CPU Memory Leak

Hello,

I’m trying to experiment different configuration with the A3C code posted on GitHub under the following link:
https://github.com/MorvanZhou/pytorch-A3C

All my tested are concerned with the script “discrete_A3C.py”
https://github.com/MorvanZhou/pytorch-A3C/blob/master/discrete_A3C.py

Python Version: 3.6.9
Torch Version: 1.4.0

If I keep everything as in the original code the memory usage is consistent and does not increase over time. Which can be shown by plotting the memory usage graph using the command:

mprof run --multiprocess discrete_A3C.py

However, I tried to change the NN architecture to be as follows:

    def __init__(self, s_dim, a_dim):
        super(Net, self).__init__()
        self.s_dim = s_dim
        self.a_dim = a_dim

        self.fc1 = nn.Linear(s_dim, 128)
        self.fc2 = nn.Linear(128, 128)

        self.pi1 = nn.Linear(128, 64)
        self.pi2 = nn.Linear(64, a_dim)  # Q values for each action are output

        self.v1 = nn.Linear(128, 128)
        self.v2 = nn.Linear(128, 1)
        set_init([self.pi1, self.pi2, self.fc1, self.fc2, self.v1, self.v2])
        self.distribution = torch.distributions.Categorical

    def forward(self, x):
        x = F.relu6(self.fc1(x))
        x = F.relu6(self.fc2(x))

        pi1 = F.relu6(self.pi1(x))
        logits = self.pi2(pi1)

        v1 = F.relu6(self.v1(x))
        values = self.v2(v1)
        return logits, values

re-running the same command as before however it can be noticed a linear increase of memory usage overtime.

Please check the image below where the figure on the left is from running the original code, and the figure on the right is from the modified architecture.

I tried to debug this myself during the past week but can not come up with any clues, if anyone can provide any insights would be of valuable help.

Hi,

This looks very similar to https://github.com/pytorch/pytorch/issues/32284.
Does it actually run out of memory (like your process gets killed by the OS)? Or does it stabilizes when it gets to full memory?

Yes , it does get out of memory eventually.

I read the link, it seems similar indeed however in my case I’m not using any MaxPool2D and also the leak happens due to architecture change without using new functions.

Interesting.
Could you give both architectures side by side?
also does running import gc; gc.collect() helps?

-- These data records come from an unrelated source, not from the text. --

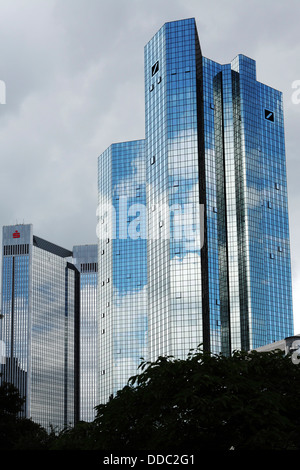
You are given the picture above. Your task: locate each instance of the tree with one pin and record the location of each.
(246, 401)
(18, 433)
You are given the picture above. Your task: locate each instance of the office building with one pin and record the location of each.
(39, 326)
(215, 247)
(122, 260)
(85, 258)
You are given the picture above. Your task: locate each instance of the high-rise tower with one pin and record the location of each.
(216, 244)
(39, 326)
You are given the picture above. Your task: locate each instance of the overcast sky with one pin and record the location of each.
(74, 75)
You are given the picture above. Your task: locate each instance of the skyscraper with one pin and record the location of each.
(39, 326)
(85, 258)
(216, 243)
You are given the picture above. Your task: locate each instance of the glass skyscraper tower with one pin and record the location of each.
(209, 240)
(39, 326)
(85, 258)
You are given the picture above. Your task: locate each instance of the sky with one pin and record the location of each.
(74, 83)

I tried to use gc.collect() but it does not help at all.

Below are the two architectures side-by-side and the only modification to the whole code, the left one is the original one where the problem does not exist, the one on the right is the modified one which causes the issue:

What is F.relu6 here?

Otherwise this should not change anything.

F.relu6 is torch.nn.functional.relu6

documentation can be found here:
https://pytorch.org/docs/stable/nn.functional.html

Ha, I didn’t knew this was a thing :open_mouth:

Trying locally with these two nets do not lead to any issue.
Do you have a small (40/50 lines) code sample I can run locally that will reproduce this?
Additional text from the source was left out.